Lord Mawson: Has anyone considered practically, given the process you are describing, how many zeros there will be on the legal bill for all of this?

Sir David Edward: I echo the feeling of one of my contemporaries, an EU lawyer, who said, “I thank God for my mortality”. The long-term ghastliness of the legal complications is almost unimaginable. Certainly, there will be people who will make a great deal of money out of it.

Lord Davies of Stamford: Do you think that the Government’s assessment of the risks, uncertainties and potential costs of withdrawal are overstated, understated or reasonably stated?

Sir David Edward: I think potentially they are understated. You should be apprehensive.

Professor Derrick Wyatt: I prefer not to comment on the Government’s proposals. In the Government’s White Paper, they say a number of things, but I would rather confine myself to specific issues. On the specific issues, it seems to me that there is a considerable level of uncertainty and the immediate effect of Brexit would be that the pound would go down, the Stock Exchange would go down and the cost of public sector borrowing would go up, which is why the Bank of England at the moment is making contingency plans to bail out the banks. I find those things worrying.

Lord Davies of Stamford: You do not think that the Government have overstated the hazards of withdrawal.

Professor Derrick Wyatt: I do not want to take a position on what the Government say. I would rather indicate precisely what my concerns are and give a reason as to why I am concerned. Those are my concerns, but if there is Brexit we are all in the same boat and we would have to make the very best of it that we could. That would mean coming together in a strong cross-party consensus to show the EU that we could negotiate a long-term agreement that would stick, and that we would not be running backwards and forwards trying to renegotiate things. We would have to do that or business would lose confidence in the future. If that is scaremongering, I am guilty of scaremongering. I think that is a sober assessment, but it is mine and not the Government’s.

Baroness Suttie: What legislative measures would be necessary to extinguish the application of EU law in the devolved nations [Scotland, Northern Ireland, and Wales]? I have a specific question to Sir David, if I may.
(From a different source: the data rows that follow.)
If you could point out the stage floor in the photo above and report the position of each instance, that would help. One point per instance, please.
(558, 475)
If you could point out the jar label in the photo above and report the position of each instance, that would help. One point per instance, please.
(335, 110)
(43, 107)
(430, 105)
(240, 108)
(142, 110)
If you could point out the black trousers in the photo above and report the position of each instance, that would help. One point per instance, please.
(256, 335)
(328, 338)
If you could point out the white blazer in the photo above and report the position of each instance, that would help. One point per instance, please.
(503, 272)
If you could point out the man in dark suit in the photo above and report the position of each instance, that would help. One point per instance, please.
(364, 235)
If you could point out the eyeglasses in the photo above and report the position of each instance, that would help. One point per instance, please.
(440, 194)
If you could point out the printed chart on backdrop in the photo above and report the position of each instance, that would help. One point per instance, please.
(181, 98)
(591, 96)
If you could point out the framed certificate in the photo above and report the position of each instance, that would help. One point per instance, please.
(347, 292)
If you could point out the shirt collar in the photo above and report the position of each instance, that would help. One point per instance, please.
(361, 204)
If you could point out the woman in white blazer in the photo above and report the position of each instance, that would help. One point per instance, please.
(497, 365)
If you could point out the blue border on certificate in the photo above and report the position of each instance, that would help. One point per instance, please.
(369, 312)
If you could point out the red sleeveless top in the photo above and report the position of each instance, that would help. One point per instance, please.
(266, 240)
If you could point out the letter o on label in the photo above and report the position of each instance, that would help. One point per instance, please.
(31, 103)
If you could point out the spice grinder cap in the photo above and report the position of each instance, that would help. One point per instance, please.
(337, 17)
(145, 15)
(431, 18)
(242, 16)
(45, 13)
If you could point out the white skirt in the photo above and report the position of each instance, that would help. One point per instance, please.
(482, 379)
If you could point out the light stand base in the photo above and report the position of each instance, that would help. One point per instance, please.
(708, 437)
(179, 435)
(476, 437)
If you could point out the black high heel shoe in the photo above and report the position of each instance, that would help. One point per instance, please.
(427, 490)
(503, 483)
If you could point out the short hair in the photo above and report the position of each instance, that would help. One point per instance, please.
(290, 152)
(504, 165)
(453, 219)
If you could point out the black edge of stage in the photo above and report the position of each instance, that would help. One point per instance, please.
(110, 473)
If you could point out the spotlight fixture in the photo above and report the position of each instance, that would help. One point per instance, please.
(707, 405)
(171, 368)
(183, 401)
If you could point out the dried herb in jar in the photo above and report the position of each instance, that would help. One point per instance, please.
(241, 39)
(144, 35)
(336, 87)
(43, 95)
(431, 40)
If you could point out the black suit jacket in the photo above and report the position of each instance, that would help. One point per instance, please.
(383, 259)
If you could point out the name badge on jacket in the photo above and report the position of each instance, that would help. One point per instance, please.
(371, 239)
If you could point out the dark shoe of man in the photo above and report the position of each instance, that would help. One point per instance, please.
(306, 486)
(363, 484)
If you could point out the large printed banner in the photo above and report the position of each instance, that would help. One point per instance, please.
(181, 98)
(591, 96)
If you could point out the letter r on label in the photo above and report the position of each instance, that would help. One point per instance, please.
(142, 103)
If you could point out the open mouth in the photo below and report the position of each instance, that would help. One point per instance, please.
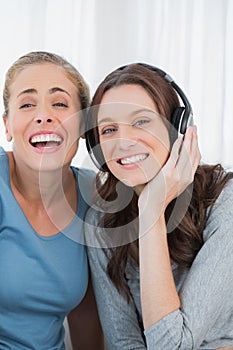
(132, 160)
(46, 140)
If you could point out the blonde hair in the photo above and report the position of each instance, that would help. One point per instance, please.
(39, 57)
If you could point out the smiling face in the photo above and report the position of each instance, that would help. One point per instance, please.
(134, 138)
(43, 117)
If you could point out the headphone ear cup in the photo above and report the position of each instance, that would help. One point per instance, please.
(176, 119)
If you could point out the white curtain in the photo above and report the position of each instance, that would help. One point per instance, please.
(190, 39)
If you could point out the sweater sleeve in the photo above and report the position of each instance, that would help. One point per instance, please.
(118, 316)
(206, 312)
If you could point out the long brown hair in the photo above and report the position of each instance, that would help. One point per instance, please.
(186, 239)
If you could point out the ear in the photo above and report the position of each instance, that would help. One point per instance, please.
(7, 132)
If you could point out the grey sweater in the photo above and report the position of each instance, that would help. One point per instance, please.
(205, 318)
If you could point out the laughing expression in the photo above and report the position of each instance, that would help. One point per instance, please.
(134, 138)
(43, 117)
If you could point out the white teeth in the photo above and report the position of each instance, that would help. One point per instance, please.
(46, 138)
(133, 159)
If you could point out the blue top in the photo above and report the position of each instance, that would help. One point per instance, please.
(42, 278)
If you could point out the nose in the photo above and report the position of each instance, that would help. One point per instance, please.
(43, 119)
(126, 139)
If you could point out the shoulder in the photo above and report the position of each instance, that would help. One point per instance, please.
(220, 215)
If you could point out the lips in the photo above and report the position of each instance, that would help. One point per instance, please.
(46, 140)
(133, 159)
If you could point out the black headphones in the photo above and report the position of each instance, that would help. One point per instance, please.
(181, 118)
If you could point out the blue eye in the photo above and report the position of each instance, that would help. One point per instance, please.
(108, 131)
(141, 122)
(26, 105)
(60, 104)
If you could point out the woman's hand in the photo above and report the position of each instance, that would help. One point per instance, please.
(174, 177)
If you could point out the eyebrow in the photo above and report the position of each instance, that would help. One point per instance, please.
(51, 91)
(142, 110)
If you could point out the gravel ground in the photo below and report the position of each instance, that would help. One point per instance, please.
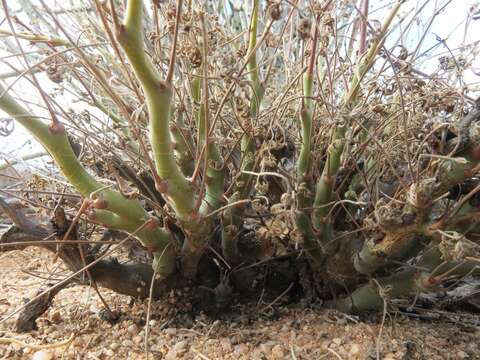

Do you think that the Scottish Parliament would be likely to grant legislative consent? If they did not, what would be the consequences?

Sir David Edward: The formal consequence is this. Under Section 29 of the Scotland Act 1998 the Scottish Parliament is bound by EU law, and, ditto, under Section 57(2) the Scottish Government are bound by EU law. Under the Scotland Bill that is going through Parliament at the moment, the Sewel convention will be recognised in Section 2 if it becomes an Act. Therefore, as I see it, you would have to amend the Scotland Act and, therefore, you would have to have legislative consent from the Scottish Parliament. I can envisage certain political advantages being drawn from not acceding to the legislative consent — creating difficulties about it.